# PyCon 2017 ETL Workshop

## Table of Contents

* Test Optimizations
* References

In [11]:
import os
import subprocess
import shutil
import sys

ROOT_FOLDER = os.getcwd()
sys.path.append(os.path.join(ROOT_FOLDER, 'src'))

### Test Optimizations

Development turnaround can be shortened by optimizing repeated regression suite runs. In particular, You can avoid recreating a 'clean database' with every individual test case.

For most Always run all your SQLAlchemy tests inside a transaction:
* Provide a session fixture (SQLAlchemy `Session` instance) which is always rolled back.
* Using `.flush()` rather than `.commit()` to "persist" write operations.

This speeds up individual tests.  However, using `.flush()` should not be employed if your test actually needs to verify transaction rollback behavior.

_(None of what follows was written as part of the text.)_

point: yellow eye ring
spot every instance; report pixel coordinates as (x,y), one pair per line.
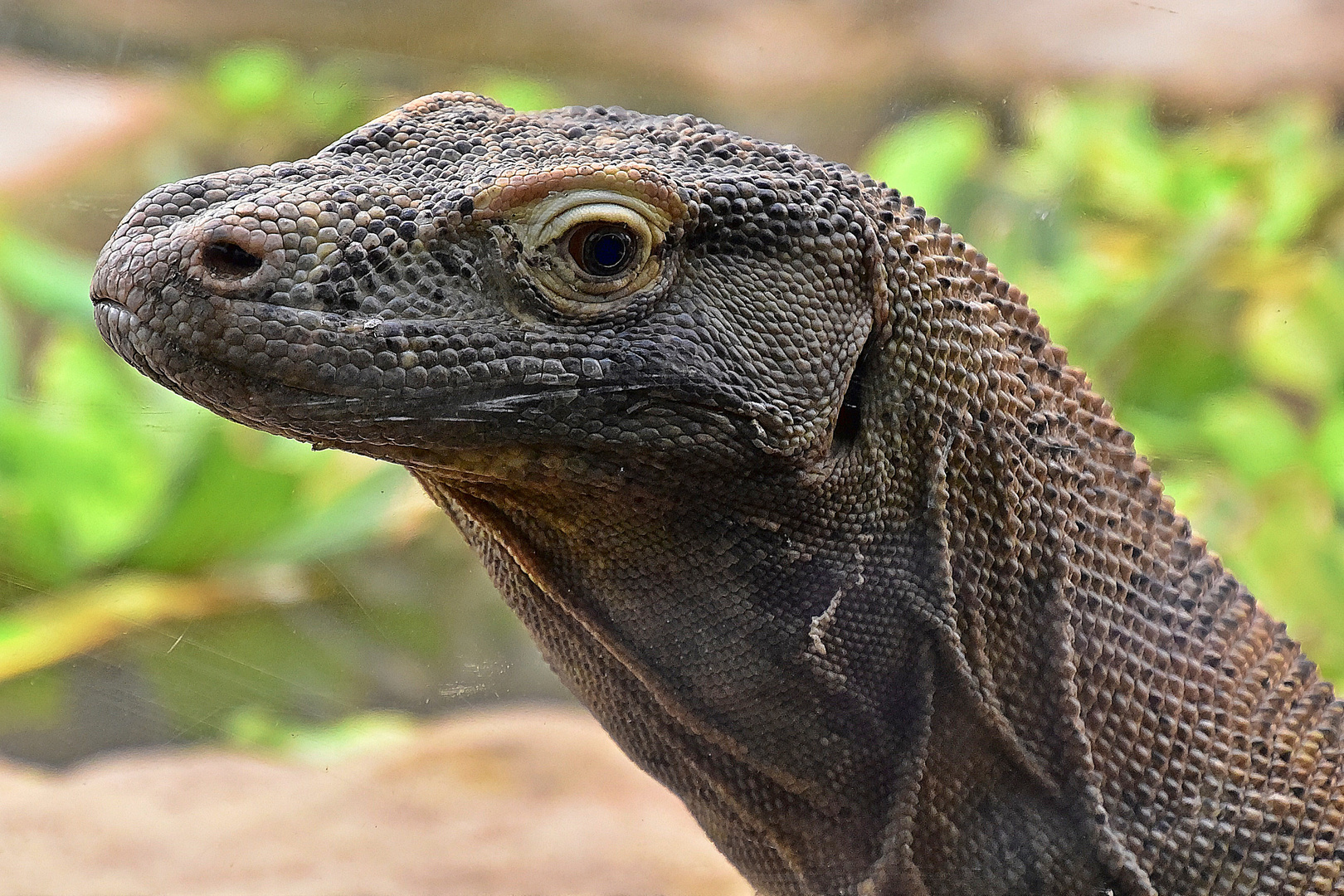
(590,249)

One of the slowest steps is the test database setup.  By introducing a `--keepdb` option to our `pytest` suite, we can force a teamplate test database to be reused by:
* Setting the `base_dir` kwarg to a fixed path in the `testing.postgresql.Postgresql()` constructor.  
* Preventing re-initialization of the Postgres extensions, schemas and tables if the test database did not previously exists

This greatly reduces fixture setup time and allows us to immediately start running tests.  However, it is the responsibility of the developer to remove the test database if the model schema changes or a test accidentally persists a change to the database.

In [19]:
# no optimizations
%timeit -n1 -r3 subprocess.call('pytest src/tests', shell=True)

1 loop, best of 3: 2.73 s per loop


In [21]:
# with optimizations
import os
from src.tests.constants import KEEPDB_PATH

# ensure the first run creates the retained folder
testdb_path = os.path.join(ROOT_FOLDER, KEEPDB_PATH)
if os.path.exists(testdb_path):
    shutil.rmtree(testdb_path)

%timeit -n1 -r3 subprocess.call('pytest --keepdb src/tests', shell=True)

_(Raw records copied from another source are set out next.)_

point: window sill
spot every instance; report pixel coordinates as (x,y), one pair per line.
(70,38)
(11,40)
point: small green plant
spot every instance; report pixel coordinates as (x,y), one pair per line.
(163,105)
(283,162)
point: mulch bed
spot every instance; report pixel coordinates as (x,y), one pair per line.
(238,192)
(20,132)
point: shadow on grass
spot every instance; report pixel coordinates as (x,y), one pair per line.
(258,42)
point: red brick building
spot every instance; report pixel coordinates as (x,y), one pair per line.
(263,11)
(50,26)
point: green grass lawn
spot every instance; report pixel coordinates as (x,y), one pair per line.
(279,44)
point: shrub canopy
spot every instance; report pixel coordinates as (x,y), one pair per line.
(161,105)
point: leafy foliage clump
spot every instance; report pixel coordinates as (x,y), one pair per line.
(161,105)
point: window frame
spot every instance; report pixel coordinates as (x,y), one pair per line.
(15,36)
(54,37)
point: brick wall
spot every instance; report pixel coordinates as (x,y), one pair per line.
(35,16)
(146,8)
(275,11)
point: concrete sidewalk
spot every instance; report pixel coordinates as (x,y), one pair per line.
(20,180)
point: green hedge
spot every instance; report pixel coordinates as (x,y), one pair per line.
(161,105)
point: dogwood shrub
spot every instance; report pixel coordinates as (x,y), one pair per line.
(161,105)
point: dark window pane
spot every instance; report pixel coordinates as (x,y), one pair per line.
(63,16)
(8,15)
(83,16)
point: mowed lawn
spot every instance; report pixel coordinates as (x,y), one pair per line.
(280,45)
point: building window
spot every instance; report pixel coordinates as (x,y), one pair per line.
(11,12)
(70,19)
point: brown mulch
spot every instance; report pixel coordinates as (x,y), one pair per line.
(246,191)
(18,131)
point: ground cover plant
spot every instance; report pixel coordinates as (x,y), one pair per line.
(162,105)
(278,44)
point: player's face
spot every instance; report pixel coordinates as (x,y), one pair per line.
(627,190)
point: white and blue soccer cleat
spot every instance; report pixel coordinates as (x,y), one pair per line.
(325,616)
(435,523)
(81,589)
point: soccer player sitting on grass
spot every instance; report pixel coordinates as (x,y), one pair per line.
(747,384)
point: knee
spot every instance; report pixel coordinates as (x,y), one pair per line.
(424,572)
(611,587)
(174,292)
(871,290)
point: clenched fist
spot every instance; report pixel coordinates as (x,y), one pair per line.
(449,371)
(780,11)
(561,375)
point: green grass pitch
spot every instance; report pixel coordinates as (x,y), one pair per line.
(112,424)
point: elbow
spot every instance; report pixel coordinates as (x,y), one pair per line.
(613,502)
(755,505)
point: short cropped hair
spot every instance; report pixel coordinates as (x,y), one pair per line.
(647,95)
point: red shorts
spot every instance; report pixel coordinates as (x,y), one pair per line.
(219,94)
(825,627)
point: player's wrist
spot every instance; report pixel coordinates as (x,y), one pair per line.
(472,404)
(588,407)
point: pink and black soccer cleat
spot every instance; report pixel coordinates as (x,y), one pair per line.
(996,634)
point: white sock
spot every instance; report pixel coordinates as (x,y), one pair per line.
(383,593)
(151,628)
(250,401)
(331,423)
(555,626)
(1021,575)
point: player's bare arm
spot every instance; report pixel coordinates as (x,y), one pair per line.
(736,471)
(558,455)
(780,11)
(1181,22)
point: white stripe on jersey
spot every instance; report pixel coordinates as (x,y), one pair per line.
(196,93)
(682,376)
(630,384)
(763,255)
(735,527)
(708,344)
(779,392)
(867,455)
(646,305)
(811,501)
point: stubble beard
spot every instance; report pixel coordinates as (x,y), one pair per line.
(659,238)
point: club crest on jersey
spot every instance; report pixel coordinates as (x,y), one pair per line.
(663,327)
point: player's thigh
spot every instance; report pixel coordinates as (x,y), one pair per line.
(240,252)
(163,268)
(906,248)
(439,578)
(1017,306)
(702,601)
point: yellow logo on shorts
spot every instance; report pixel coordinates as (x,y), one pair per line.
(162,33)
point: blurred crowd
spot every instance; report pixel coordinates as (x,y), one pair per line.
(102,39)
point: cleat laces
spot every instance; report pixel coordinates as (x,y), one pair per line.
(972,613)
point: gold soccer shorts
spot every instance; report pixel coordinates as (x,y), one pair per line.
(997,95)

1 loop, best of 3: 895 ms per loop


# Extraction

NOTE: To see how SQLAlchemy behaves with Postgres, use the `--debug-sql` option when running the processor.

## Joins

The SQLAlchemy ORM uses lazy loading by default.  For most OLTP queries, this is appropriate as it will not join on associated tables until you access the related model (via the relationship property).

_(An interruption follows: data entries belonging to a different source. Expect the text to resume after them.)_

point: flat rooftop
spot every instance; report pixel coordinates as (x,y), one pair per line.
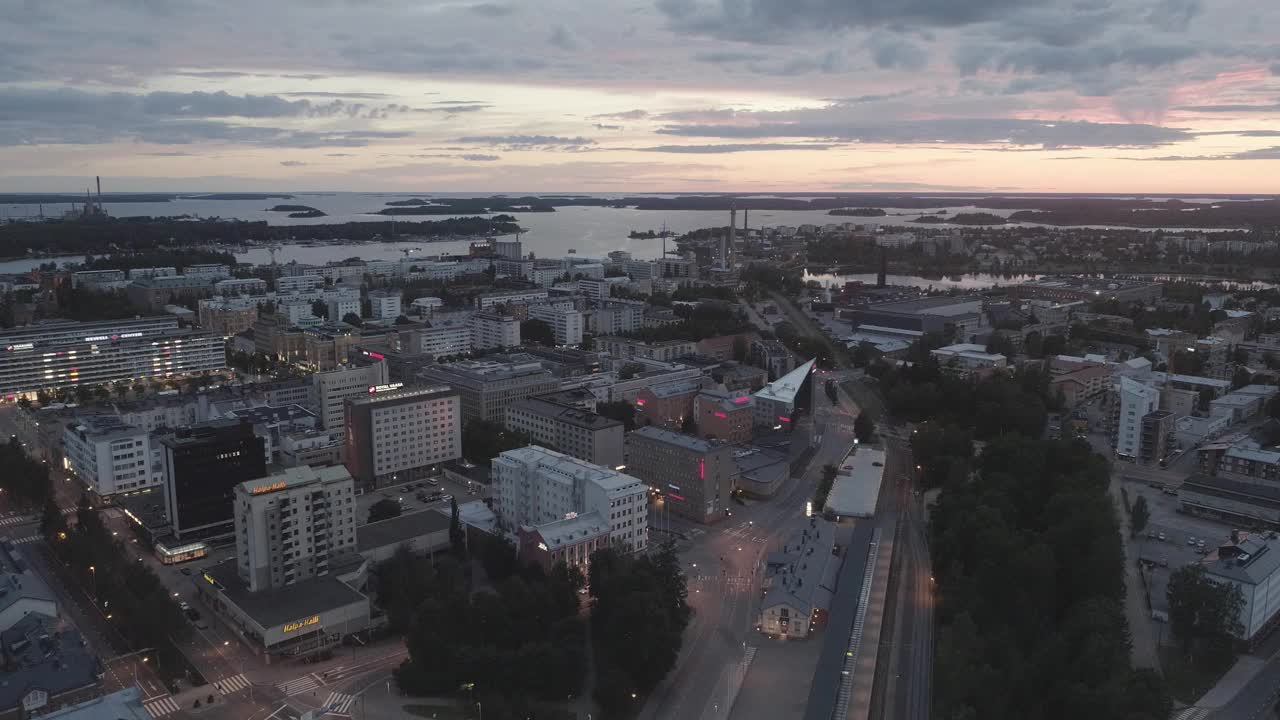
(282,605)
(402,528)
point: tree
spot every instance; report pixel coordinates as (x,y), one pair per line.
(457,537)
(1203,614)
(383,510)
(1138,515)
(864,427)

However, for OLAP queries you need to be careful.  The `Submission` model in this workshop sample is related to both `User` and `Form`.  When transforming the response, it accesses the `user` relationship property which will then trigger a separate query.  If there were very few users who created lots of submissions, this would be fine because SQLAlchemy loaded caches model instances by default.  However, we would generally expect that a single user would only make a single submission during a processing interval.  Therefore, both users and submissions may be large.

You can configure SQLAlchemy to always avoid the additional queries by forcing the query to join on the related tables via [eager loading](http://docs.sqlalchemy.org/en/rel_1_1/orm/loading_relationships.html?highlight=joinedload#joined-eager-loading).  This is available in our workshop via the `joined_load` boolean kwarg.

## References

* [pytest](https://docs.pytest.org/en/latest/contents.html)
* Python profiling
    * Timing
        * [Profiling modules](https://docs.python.org/3/library/profile.html)
        * [gprof2dot](https://github.com/jrfonseca/gprof2dot)
    * Memory
        * [memory_profiler](https://github.com/fabianp/memory_profiler)
* [testing.postgres](https://github.com/tk0miya/testing.postgresql)
* [Jupyter Notebook](http://jupyter.org/)
    * [Cell Magics](https://ipython.org/ipython-doc/3/interactive/magics.html#cell-magics)